I have personally been surprised with the standard of health care, expecting much worse in comparison to Australian standards. One thing we keep being reminded of by locals and our lecturer’s is that Mexico is actually not a poor country. Rather there is just a greater divide between the poor and the extremely rich, with poor government distribution and allocation of funds and resources, especially in the healthcare sector.

Along with studying and site visits there has been a huge focus on the Mexican culture and history of the country. To experience the culture not only by staying with a local Mexican host family, the program has also included various trips to important tourist destinations and incorporated Spanish language, salsa dancing and Mexican cooking classes into our trip.

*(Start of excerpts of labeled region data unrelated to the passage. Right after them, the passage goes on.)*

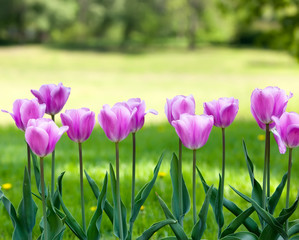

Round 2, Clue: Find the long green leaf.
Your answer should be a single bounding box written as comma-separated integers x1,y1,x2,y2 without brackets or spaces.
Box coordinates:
58,188,87,240
196,168,261,236
221,206,254,238
268,173,288,214
215,174,224,231
157,194,188,240
130,153,164,223
42,196,65,240
18,167,37,234
231,186,288,239
221,232,258,240
84,170,113,224
0,188,28,240
170,153,191,222
87,173,108,240
110,164,128,239
191,186,213,240
136,219,177,240
30,150,48,197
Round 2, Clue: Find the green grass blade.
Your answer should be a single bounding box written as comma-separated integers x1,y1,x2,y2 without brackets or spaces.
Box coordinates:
87,173,108,240
191,186,213,240
18,167,37,234
157,195,188,240
231,187,288,239
170,154,191,222
268,173,288,214
221,206,254,237
130,153,164,223
110,164,128,239
136,219,177,240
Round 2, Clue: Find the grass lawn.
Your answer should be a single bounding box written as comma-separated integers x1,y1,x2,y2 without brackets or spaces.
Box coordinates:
0,46,299,240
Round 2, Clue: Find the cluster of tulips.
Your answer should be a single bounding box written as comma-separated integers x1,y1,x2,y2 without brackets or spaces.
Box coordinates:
0,83,299,240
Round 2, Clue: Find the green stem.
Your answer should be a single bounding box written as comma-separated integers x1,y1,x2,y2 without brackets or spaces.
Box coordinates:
27,143,31,178
285,148,293,232
266,124,270,198
262,124,270,226
78,143,86,233
192,149,197,225
115,142,124,240
51,115,55,197
178,139,184,226
40,157,48,239
130,132,136,237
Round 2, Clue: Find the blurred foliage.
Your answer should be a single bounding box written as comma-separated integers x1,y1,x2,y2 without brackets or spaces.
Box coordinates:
0,0,299,54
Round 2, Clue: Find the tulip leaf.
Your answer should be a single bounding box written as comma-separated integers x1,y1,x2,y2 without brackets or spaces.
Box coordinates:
215,174,224,234
136,219,177,240
221,206,254,237
84,170,113,224
170,153,190,222
268,173,288,214
87,173,108,240
18,167,37,233
130,153,164,224
191,186,213,240
220,232,258,240
53,172,65,209
110,164,128,239
231,186,287,238
42,196,65,240
58,181,87,240
197,168,260,236
157,195,188,240
260,197,298,240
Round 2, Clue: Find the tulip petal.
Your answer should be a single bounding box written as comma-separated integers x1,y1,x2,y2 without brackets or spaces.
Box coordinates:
25,127,49,157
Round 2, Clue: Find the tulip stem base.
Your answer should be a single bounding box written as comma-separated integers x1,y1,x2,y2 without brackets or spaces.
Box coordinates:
78,143,86,233
130,132,136,234
178,139,184,226
27,143,31,178
192,149,197,225
51,115,55,197
285,148,293,232
40,157,48,239
115,142,124,240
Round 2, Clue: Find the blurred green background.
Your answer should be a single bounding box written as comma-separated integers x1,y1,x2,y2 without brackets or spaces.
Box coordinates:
0,0,299,240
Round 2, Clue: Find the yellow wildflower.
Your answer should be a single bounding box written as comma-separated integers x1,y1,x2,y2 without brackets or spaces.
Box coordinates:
257,134,265,141
1,183,12,190
90,206,97,212
158,172,166,178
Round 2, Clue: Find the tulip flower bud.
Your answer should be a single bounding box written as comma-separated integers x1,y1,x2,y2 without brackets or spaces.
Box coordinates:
60,108,95,143
165,95,195,124
251,87,293,129
2,98,46,131
272,112,299,154
204,98,239,128
25,118,68,157
31,83,71,116
172,113,214,150
98,103,136,142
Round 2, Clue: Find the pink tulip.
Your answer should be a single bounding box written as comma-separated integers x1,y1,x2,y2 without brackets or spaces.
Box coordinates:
172,113,214,150
165,95,195,124
2,98,46,131
127,98,158,133
272,112,299,154
204,98,239,128
31,83,71,116
60,108,95,143
25,118,68,157
98,103,136,142
251,87,293,129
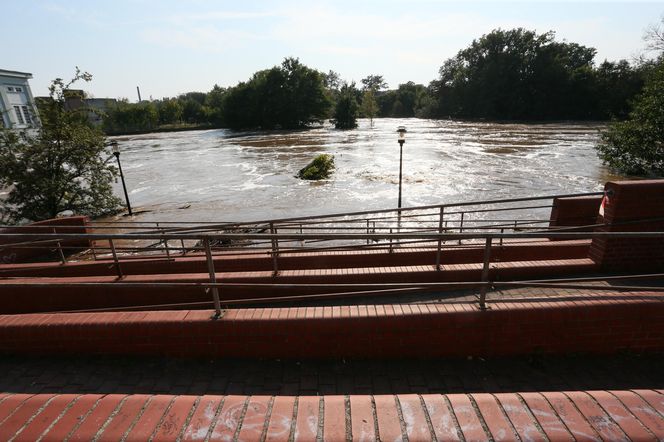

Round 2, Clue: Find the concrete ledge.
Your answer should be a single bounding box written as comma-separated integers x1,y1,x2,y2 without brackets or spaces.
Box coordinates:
0,293,664,358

The Australian embassy located in Mexico actually heard about the program and was very interested in meeting with the group of 26 ladies all the way from Australia. This meeting happened to be a few days before Australia day and they invited us to a barbeque that was being held at the embassy on the 26th. We were all very excited and keen to celebrate this day with fellow Australians however we were soon informed about having a weekend trip planned to a Spanish Colonial town called Puebla, just two hours drive from the city.

We all left on Saturday the 25th and spent a lovely day exploring the town and shopping at handy craft markets. Due to the time difference back home, we spent that night live streaming Triple J’s Hottest 100 from our hotel room, eating vegemite on salada biscuits and drinking a Corona because that was the only beer to be found. We also had the Australian Open on in the background and were all very amused by the Spanish voice overs.

The next day we all applied Australian tattoos to our cheeks and even gave one of our fellow Mexican teacher Oscar a tattoo which he applied to the back of his bald head. For breakfast we made our coordinator Margot try vegemite on toast and it is fair to say she was slightly confused and when asked if she liked it, she politely replied with “it’s quite salty”. We spent the day at a historical museum and another market and actually found a stall selling boomerangs and an American guy that was so excited to see all of us, shouting “HAPPY AUSTRALIA DAY”.  All the other locals in Puebla seemed unsure as to why were being so patriotic with our flag on our cheek and seemed to laugh as we walked by. It felt different being away in a foreign country and celebrating Australia day, however with my 25 other fellow Australian friends and being able to share the experience with our new Mexican friends, it will be an Australia day that I will never forget.